Pearl looked at the screen. It wasn’t her father’s number and she was relieved, though she wasn’t sure why she cared so much. “It’s the station,” she said.
“I thought you didn’t have work today.”
“So did I.”
Paul moved next to her and kissed her cheek. “You think you’ll have time for breakfast?”
“Don’t know till I listen to the message.”
Paul told her he was going to make some eggs and toast anyway, and she could have some “to stay or to go. Your call.”
His place was just one room—convertible futon at one end, kitchen at the other. Pearl watched his naked body as he moved toward the kitchen. She couldn’t help but admire the view. How she wished he’d say or do something to annoy her. She didn’t mind anything about him right now—not even the Celtic tattoo. It had been a mistake, coming here.

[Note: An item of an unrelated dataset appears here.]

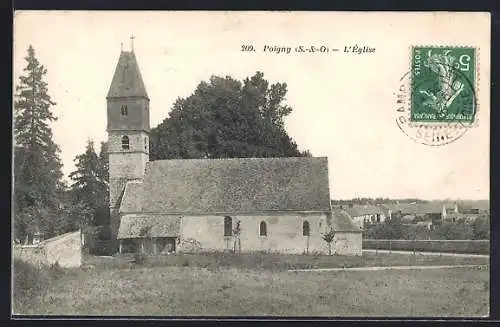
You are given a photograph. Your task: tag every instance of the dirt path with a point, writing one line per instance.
(463, 255)
(388, 268)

Pearl had had one serious relationship in her life, back when she was in the police academy, and that hadn’t ended well—a guy her year named Lawrence who had claimed he wasn’t upset at all by her “backstory” as he so charmingly called it. But he had been. “I can’t help it,” Lawrence had admitted one night. “When I’m with you, I feel like I have to sleep with one eye open.” He’d cheated on her, of course. From her experience, guys were always looking for an excuse to cheat, and she apparently came equipped with one. She was a bad seed, damaged goods. And if she tried to keep that “backstory” of hers hidden, it would rise up and bite her, the way it had in Poughkeepsie, so she couldn’t win. It was best to stay single, to meet her needs and move on quickly, keeping her head down.